125 Years Ago - 1895

On Wednesday morning, shortly after the female attendant at Otley Railway Station had lit the gas of the third-class waiting-room, there was a terrific report and a smashing of windows, glass &c., not only in the room where the explosion occurred, but in the booking hall some distance away. The door of the waiting-room was blown to atoms, and the ceiling was lifted a few inches. The woman after lighting the gas had walked into the booking office, and was fortunately uninjured.

100 Years Ago - 1920

Our amazement grows as the preposterous annexation proposals of Leeds and Bradford unfold themselves. By a stroke of the pen various townships, with all their wealth of local tradition, are literally to be cut in two and given, lock, stock and barrel, either to Leeds or Bradford. Should the two schemes ever come into operation we might possibly have the Gilbertian spectacle of the residents on one side of a street in Yeadon or Guiseley, say, living in Bradford, and the residents on the other side of the same street living in Leeds. To carry the simile a little further, we might see one side flagged and paved and lighted by electricity, and the other side a quagmire, lighted by gas.

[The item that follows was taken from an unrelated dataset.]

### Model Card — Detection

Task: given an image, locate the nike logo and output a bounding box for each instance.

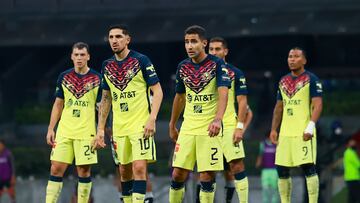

The death took place suddenly on Sunday, at the age of 80 years, of Mr. Emanuel Marston, for many years a farmer at Norwood Bottom. Mr. Marston was one of the oldest tenants on the Farnley Hall estate. His maternal grandfather was a game-keeper in the service of the Fawkes family, and Norwood Bottom Farm, where he was born, had been cultivated by the Marstons for at least a century.

75 Years Ago -1945

Ilkley is looking ahead to the day when there will be announced the conclusion of hostilities in Europe, and a committee is making plans for the local celebration of that great day. Further progress with these plans was made at a meeting of the committee on Friday. From Menston it was reported that arrangements were in hand for a service to be held in the Church on the day of the announcement, and proposals were under consideration for arranging a children’s treat and an old folks’ party.

People in Otley and Ilkley who responded to the recent “Good Neighbour”appeal to raise household furnishings for the bombed-out boroughs in London will be pleased to know that their gifts have been received with “excitement and pleasure.” Mrs. Banks, W.V.S. Centre Organiser for Otley, has received a letter to that effect from the Centre organiser at Westminster, London.

50 Years Ago - 1970

Burley is in danger of losing one of its best known landmarks. The old “Pudding Tree” outside the Malt Shovel Hotel - for generations the scene of a traditional village festival - is said to be rotting and might have to be felled. How the Pudding Tree got its name is described in Fred Cobley’s “Upper and Lower Wharfedale” published in 1890. He wrote “There used to be a singular feast at Burley every seven years when the Burley great pudding was made. It is said that about thirty stones of flour and and an equal quantity of fruit in the shape of plums etc. were generally consumed in the kneading; and though boiled day and night the huge pudding was not sufficiently cooked in the inside. Nevertheless, in this state it was distributed from a platform at the foot of the tree near the Malt Shovel Hotel.” The last great pudding was served from under the spreading branches of the sycamore in1787.

25 Years Ago - 1995

An old oil lamp is to be returned to the railway station it helped illuminate 30 years ago after it was removed when the station closed down. Now Bolton Abbey is to be reinstated on the railway map after being rebuilt for use by the Embsay Steam Railway, it seemed only fitting that the lamp should go back there says its present owner.

Fireworks and a Chinese dragon are set to enliven a gloomy winter’s night in Ilkley’s Church Street. Residents will be able to see them outside the Ying King restaurant as part of celebrations to usher in the Chinese New Year.